Training is typically company-specific, therefore not easily transferable from one job to another. While education is very transferable. Education sells the content; training has to sell itself. Because of this, the learner can approach each differently. The learner for both education and training might very well be unwilling to learn. However the learner for training is allowed to voice their thoughts and possibly change the training or the trainer’s perception of the material. Essentially the likelihood for the training to be successful rests on the trainer or the organization. Whereby in education, the learner takes a higher responsibility for their individual education. It is often viewed as not doing well in education falls on the learner. Not doing well in training falls on the training itself.
It is easy to see the differences, however ideally they are still somewhat inter-twined. All the education in the world is not complete without the application skills to utilize the knowledge. Similarly it is not possible to acquire skills without first learning the basics.
Ultimately education is a learning process that deals with unknown outcomes and circumstances which require a complex synthesis of knowledge, skills and experience to solve problems. The concept of training comes into play when there is some identifiable performance or skill that has to be mastered and practice is required for the mastery of it. Therefore they are not related in such a way that each thing makes the other impossible, thereby not mutually exclusive.
Foundations of Education and Training
Training has its roots in worker’s rights and union movements, focusing on the betterment of the individual worker and social movements. Unlike education, there is an element of power and control in training, where the corporation or employer determines who receives training and what type of training is received. In early union movements, supervisors and managers received training to better influence policy through work decisions and participation in public affairs.

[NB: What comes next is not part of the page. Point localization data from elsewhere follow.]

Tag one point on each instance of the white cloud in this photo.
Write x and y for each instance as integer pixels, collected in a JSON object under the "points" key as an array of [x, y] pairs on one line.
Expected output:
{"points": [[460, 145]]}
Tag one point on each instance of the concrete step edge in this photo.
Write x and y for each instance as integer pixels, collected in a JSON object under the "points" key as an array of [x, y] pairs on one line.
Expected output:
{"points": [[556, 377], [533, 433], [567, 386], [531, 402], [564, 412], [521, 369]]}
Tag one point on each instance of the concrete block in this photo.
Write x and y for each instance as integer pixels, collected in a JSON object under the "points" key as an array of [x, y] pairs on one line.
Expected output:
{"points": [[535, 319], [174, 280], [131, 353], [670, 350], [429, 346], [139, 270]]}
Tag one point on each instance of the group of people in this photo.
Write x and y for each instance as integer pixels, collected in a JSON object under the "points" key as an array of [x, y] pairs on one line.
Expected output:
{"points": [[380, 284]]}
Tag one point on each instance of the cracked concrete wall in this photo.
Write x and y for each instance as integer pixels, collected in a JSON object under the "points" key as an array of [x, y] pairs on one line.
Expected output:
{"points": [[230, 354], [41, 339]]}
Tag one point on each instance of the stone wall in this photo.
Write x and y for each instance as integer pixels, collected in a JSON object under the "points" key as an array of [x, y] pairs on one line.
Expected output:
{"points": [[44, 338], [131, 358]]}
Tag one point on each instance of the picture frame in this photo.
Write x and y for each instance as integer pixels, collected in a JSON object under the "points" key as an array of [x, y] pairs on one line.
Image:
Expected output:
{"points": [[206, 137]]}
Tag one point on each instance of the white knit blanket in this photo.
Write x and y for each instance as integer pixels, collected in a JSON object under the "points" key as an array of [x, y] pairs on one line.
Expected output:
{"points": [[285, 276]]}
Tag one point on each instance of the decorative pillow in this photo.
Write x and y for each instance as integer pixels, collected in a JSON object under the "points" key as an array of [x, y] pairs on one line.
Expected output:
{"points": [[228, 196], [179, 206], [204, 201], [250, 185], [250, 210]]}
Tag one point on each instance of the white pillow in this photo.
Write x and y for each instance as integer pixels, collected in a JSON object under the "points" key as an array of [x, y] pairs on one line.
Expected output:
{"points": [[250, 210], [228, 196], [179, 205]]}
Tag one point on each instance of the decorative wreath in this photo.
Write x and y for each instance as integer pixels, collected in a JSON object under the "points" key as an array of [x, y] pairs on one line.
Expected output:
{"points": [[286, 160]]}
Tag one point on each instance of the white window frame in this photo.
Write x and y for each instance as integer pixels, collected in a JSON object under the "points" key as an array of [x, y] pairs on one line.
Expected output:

In the 1970s emphasis from managerial training changed to employee empowerment, helping people adapt in an ever-changing economic and technical world and to bring about positive social change. Empowering the worker to determine training needs for themselves is the modern thrust of corporate training, enabling the worker to take his or her own personal and contextual experiences into consideration when selecting training. This Constructivist approach, where workers determine their own training needs, also matches the modern thrust of educational theories in action. The problem arises when the employer states a need for additional training, but doesn’t provide the resources or opportunity for training to the employee. Employees often fall back to formal education, paying for classes themselves, thus thrusting themselves back into formal education.
My Individual Teaching Philosophy
I were to find myself in either of these roles I do believe my teaching would vary depending on if I were in an educational position versus a training position. If found in an educational teaching position the teaching would be more theoretically oriented. I would be working to provide new knowledge to learning. The teaching itself would be more general in a broader area of knowledge. The goal would be to provide information, knowledge and experience. The focus would be to create a need to know the knowledge for students.
On the other hand if found in a training position, the training would be more practical oriented. I would be focused on helping those already knowledgeable learn specific tools and techniques. It would be my goal to provide extensive information about a limited subject matter. Ultimately I would attempt to teach the learners to become a master of a specific concept. Contrary to education, the learners would understand their need for the knowledge being taught to them.
Whichever role a person finds themselves in, a different approach is typically required. Training environments will continue to differ from educational environments. Training is usually an active area where there will be interaction, questioning, learning by doing, and practical activities. On the contrary, educational environments are typically more teacher led. Education is usually more of a formal process in a classroom. Ideally the trainer or educator should adapt to whichever environment they find themselves in.